The following is text from the "Dungeons & Dragons Dungeons Master's Guide", third edition (copyright 2000). This is selected text which reveals the authors' view of what roleplaying is and the responsibilities of GM and players.
Chapter 1: Dungeon Mastering, page 7
Dungeon Mastering involves writing, planning, acting, refereeing, arbitrating, and facilitating. When you're the Dungeon Master, you're the focus of the game. If the game's fun, it will be to your credit. If it's a failure, you'll get the blame. But don't worry -- running a D&D game is not as hard as it may seem at first. (But don't tell the players that!)
Listed below are some of the different duties of the DM. You'll find that you like some more than others. Like in any hobby, focus on what you enjoy the most, but remember that all the other duties are also important.
Your primary role in the game is to create and present adventures in which the other players can play their characters. To accomplish this, you need to spend some amount of time -- sometimes a great amount of time -- outside the game, preparing. This is true whether you create your own adventures or use prepared adventures that you have purchased.
Creating adventures takes a great deal of time. Many DMs find that they spend more time getting ready for the game than they do at the table actually playing. These same DMs usually find this creation time the most fun and rewarding part of being a Dungeon Master. ...
Chapter 1: Dungeon Mastering, page 8
The DM provides the adventure and the world. The players and the DM work together to create the game as a whole. However, it's your responsibility to guide the way the game is played. The best way to accomplish this is learning what the players want and figuring out what you want as well. Many styles of play exist, but a few are detailed below as examples.
The PCs kick in the dungeon door, fight the monsters, and get the treasure. This style of play is straightforward, fun, exciting, and action oriented. Very little time is spent on developing personas for the player characters, roleplaying noncombat encounters, and discussing situations other than what's going on in the dungeon.
In such a game, let the PCs face most clearly evil monsters and opponents and meet clearly good helpful NPCs (occasionally). Don't expect PCs to anguish over what to do with the prisoners, or whether it's right or wrong to invade and wipe out the bugbear lair. Don't bother too much with money or time spent in town. Do whatever it takes to get the PCs back into the action as quickly as possible. Character motivation need be no more developed than a desire to kill monsters and acquire treasure.
Rules and game balance are very important in this style of play, Characters with combat ability greater than their fellows lead to unfair situations in which the players of the overpowered characters can handle more of the challenges and thus have more fun. If you're using this style, be very careful about adjudicating rules and think long and hard about additions or changes to the rules before making them.
The Free City of Greyhawk is threatened by political turmoil. The PCs must convince the members of the ruling council to resolve their differences, but can only do so after they have come to terms with their own differing outlooks and agendas. This style of gaming is complex, deep, and challenging. The focus isn't on combat but on talking, developing in-game personas, and character interaction. Whole gaming sessions may pass without a single die being rolled.
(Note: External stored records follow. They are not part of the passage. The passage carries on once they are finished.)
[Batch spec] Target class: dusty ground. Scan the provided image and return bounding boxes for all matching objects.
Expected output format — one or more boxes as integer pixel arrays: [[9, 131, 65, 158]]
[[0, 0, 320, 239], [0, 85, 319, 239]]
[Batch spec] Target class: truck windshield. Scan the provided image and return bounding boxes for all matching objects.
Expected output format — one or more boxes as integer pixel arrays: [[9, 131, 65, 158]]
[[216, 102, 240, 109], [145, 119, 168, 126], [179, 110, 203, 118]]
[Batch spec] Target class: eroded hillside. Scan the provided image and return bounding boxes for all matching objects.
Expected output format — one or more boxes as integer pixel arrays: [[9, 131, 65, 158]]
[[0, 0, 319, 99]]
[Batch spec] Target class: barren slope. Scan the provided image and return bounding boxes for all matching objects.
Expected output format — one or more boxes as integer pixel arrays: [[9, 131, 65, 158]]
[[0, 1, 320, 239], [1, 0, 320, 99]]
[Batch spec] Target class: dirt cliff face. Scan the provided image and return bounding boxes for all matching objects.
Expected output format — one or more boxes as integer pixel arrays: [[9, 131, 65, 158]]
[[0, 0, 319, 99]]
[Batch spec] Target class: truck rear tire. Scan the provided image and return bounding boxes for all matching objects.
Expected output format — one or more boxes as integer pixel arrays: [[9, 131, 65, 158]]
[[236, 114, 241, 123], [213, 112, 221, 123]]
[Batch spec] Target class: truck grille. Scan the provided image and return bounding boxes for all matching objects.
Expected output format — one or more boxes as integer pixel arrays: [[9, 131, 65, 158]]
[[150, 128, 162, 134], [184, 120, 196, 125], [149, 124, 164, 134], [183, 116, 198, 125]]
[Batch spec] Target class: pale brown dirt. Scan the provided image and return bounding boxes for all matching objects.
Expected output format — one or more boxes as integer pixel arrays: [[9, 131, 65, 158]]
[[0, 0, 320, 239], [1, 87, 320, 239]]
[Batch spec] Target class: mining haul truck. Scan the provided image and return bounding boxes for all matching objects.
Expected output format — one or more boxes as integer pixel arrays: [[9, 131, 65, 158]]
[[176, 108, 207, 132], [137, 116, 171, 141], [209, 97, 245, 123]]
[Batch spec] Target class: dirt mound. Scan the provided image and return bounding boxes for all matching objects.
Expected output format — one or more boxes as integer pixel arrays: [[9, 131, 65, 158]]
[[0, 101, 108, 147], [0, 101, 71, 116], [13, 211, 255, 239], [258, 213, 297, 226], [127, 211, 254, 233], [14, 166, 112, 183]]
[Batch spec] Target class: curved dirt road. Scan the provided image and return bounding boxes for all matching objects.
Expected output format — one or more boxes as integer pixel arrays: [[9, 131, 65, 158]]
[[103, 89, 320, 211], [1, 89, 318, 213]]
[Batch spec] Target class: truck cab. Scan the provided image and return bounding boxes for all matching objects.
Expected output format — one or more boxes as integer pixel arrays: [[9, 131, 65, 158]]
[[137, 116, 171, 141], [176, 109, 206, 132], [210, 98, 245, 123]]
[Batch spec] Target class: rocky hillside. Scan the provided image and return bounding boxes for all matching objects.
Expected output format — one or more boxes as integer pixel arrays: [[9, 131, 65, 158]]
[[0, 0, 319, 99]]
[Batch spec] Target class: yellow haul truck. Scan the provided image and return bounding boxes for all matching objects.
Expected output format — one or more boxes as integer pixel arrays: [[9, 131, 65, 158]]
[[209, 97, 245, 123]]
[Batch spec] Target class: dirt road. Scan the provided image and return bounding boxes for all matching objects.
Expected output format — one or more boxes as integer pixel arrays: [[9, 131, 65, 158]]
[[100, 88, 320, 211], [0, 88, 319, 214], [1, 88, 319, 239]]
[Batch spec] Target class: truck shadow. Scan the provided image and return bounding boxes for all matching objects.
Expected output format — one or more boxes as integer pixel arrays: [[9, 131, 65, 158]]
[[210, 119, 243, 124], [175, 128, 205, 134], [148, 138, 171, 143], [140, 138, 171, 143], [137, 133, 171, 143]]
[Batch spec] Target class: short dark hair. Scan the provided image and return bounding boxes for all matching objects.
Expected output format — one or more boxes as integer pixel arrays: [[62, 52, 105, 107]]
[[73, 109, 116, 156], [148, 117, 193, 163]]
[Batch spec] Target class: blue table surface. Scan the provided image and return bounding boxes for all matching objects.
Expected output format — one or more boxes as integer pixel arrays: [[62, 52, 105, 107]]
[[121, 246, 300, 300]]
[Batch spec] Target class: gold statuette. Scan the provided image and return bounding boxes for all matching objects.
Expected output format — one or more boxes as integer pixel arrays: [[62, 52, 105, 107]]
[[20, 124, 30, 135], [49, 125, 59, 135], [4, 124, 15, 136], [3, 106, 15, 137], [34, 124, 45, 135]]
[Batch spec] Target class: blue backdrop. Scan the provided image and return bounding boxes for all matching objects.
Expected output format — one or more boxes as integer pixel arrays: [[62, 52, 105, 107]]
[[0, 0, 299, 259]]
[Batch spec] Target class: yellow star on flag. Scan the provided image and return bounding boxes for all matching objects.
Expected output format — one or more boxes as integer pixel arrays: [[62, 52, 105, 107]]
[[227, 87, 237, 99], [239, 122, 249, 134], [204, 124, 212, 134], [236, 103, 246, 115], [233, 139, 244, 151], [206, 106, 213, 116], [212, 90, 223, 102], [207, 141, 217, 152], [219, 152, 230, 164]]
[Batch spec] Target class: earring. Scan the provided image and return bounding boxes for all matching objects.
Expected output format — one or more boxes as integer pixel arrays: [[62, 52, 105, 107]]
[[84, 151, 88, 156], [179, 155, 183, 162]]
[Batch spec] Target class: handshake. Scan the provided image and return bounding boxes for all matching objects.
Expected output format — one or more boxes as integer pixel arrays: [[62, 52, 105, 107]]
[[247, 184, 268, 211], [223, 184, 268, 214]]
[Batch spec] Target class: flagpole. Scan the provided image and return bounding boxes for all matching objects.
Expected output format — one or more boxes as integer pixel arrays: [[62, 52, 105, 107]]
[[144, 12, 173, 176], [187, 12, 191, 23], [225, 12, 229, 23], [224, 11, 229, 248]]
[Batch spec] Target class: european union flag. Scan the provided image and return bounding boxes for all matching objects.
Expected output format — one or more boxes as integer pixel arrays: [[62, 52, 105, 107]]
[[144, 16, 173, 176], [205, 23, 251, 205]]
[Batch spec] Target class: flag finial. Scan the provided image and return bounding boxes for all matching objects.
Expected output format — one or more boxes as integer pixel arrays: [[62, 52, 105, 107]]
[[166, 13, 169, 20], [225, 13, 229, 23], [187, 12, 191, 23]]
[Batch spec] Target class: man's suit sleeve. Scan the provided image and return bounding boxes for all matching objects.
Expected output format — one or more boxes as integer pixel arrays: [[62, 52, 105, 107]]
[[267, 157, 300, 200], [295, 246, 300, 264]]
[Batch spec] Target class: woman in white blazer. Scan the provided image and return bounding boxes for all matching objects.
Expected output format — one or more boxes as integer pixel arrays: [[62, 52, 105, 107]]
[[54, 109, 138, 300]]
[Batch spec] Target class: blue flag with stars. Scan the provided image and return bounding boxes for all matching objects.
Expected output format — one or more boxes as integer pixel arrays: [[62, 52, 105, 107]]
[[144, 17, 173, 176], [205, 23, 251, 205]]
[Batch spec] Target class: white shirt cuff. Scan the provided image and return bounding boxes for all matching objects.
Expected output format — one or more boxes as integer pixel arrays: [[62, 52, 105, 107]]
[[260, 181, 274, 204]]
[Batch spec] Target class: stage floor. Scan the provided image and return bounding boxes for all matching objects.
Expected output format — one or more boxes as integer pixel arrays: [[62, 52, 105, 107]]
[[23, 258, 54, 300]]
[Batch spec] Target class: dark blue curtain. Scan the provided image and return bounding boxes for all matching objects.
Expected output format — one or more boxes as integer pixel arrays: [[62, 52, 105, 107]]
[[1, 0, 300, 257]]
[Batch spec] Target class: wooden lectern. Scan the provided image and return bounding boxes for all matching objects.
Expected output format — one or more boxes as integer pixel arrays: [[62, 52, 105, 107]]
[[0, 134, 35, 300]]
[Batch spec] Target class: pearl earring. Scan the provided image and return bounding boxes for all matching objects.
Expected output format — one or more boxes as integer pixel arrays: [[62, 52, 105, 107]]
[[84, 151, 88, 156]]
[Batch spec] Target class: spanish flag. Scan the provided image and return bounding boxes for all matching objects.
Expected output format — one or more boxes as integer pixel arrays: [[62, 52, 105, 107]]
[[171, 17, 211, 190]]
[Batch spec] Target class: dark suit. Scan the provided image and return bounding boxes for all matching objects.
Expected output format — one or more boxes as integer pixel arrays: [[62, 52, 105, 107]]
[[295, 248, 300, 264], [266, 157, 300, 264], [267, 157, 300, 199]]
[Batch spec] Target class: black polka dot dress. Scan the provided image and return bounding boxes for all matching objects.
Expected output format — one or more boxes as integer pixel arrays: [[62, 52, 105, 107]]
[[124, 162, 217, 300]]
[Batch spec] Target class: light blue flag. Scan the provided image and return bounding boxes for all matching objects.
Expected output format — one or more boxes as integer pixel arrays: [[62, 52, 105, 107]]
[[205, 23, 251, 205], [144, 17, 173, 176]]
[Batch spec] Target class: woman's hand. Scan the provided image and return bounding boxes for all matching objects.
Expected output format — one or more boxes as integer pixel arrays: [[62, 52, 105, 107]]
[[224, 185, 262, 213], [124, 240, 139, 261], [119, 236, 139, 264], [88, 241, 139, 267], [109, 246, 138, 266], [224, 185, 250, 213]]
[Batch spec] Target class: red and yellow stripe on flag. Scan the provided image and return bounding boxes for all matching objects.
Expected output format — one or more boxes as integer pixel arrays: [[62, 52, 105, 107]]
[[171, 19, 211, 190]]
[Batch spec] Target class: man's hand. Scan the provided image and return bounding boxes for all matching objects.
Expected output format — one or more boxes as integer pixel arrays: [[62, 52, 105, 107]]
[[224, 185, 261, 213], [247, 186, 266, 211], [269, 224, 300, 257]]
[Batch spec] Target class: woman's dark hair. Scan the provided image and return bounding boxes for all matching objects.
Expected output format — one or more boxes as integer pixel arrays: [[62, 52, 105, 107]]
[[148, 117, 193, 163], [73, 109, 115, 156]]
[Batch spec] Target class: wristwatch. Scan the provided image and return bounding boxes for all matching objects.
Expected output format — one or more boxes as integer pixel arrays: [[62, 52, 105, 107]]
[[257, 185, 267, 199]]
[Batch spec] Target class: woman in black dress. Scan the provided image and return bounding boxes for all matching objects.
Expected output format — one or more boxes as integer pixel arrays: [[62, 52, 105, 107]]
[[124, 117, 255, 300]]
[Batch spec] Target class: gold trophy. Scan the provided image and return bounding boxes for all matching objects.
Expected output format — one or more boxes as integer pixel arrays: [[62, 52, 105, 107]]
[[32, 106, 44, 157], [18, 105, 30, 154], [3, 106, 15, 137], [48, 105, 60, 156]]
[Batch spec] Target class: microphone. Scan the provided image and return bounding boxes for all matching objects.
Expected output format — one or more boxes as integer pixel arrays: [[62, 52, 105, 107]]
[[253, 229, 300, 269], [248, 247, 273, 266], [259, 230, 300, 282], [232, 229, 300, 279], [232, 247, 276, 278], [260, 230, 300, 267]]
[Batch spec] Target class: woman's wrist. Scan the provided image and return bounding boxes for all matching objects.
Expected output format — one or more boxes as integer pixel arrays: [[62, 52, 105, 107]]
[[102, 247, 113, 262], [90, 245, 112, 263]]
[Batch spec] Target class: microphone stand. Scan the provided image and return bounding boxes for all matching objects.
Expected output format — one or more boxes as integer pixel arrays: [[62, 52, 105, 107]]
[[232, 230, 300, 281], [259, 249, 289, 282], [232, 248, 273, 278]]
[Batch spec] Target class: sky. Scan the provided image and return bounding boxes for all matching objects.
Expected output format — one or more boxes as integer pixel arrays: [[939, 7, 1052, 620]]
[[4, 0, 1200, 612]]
In this style of game, the NPCs should be as complex and richly detailed as the PCs -- although focus should be on motivation and personality, not game statistics. Expect long digressions about what each player wants his or her character to do, and why. Going to a store to buy iron rations and rope can be as important an encounter as fighting orcs. (And don't expect the PCs to fight the orcs at all unless their characters are motivated to do so.) A character will sometimes take actions against his player's better judgment, because "that's what the _character_ would do". Adventures deal mostly with negotiations, political maneuverings, and character interaction. Players talk about the "story" that they are collectively creating.
Rules become less important in this style. Since combat isn't the focus, game mechanics take a back seat to character development. Skills take precedence over combat bonuses, and even then the actual numbers often don't mean much. Feel free to change rules to fit the player's roleplaying needs. You may even want to streamline the combat system so it takes less time away from the story.
Most campaigns are going to fall between these two extremes. There's plenty of action, but there's a storyline and interaction as characters too. Players will develop their characters, but they'll be eager to get into a fight as well. Provide a nice mixture of roleplaying encounters and combat encounters. Even in a dungeon you can present NPCs that aren't meant to be fought but rather helped out, negotiated with, or just talked to.